Le projet MIPVIDEOLUD, qui s’étalera sur une durée de 18 mois, part de l’hypothèse que le jeu vidéo, en tant que premier contenu culturel nativement numérique, est la filière dont l’analyse critique des modes de production et de consommation est la plus en mesure d’aider à saisir les logiques sociales qui sous-tendent les mutations des ICM dans leur globalité. Le projet MIPVIDEOLUD vise ainsi à conjuguer différentes approches théoriques et méthodologiques en se positionnant au croisement de l’analyse des mutations socio-économiques du jeu vidéo et de l’évolution des pratiques culturelles et médiatiques des publics.
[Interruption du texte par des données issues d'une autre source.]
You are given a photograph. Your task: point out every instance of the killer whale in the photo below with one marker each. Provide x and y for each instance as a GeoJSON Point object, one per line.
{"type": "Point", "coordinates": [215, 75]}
Plus précisément, nous considérons que la filière vidéoludique constitue un terrain d’observation privilégié de phénomènes inscrits dans le temps long des trajectoires socio-économiques de l’ensemble des ICM :

  • Un processus d’industrialisation et de marchandisation de la culture (Miège, 2017 ; Mœglin, 2007 ; Perticoz, 2012) allant de pair avec des formes de légitimations culturelles des productions mises sur le marché (Coville, 2018 et 2022 ; Gerber, 2015) ;
  • Un essor et une diversification des médiations techniques dans les pratiques culturelles mais également celles des professionnels (Beuscart et al., 2019) ;
  • Une plateformisation des industries culturelles au regard de la place grandissante occupée par les industries de la communication – et plus récemment de l’intelligence artificielle (IA) – dans la structuration de ces marchés (Thuillas et Wiart, 2023).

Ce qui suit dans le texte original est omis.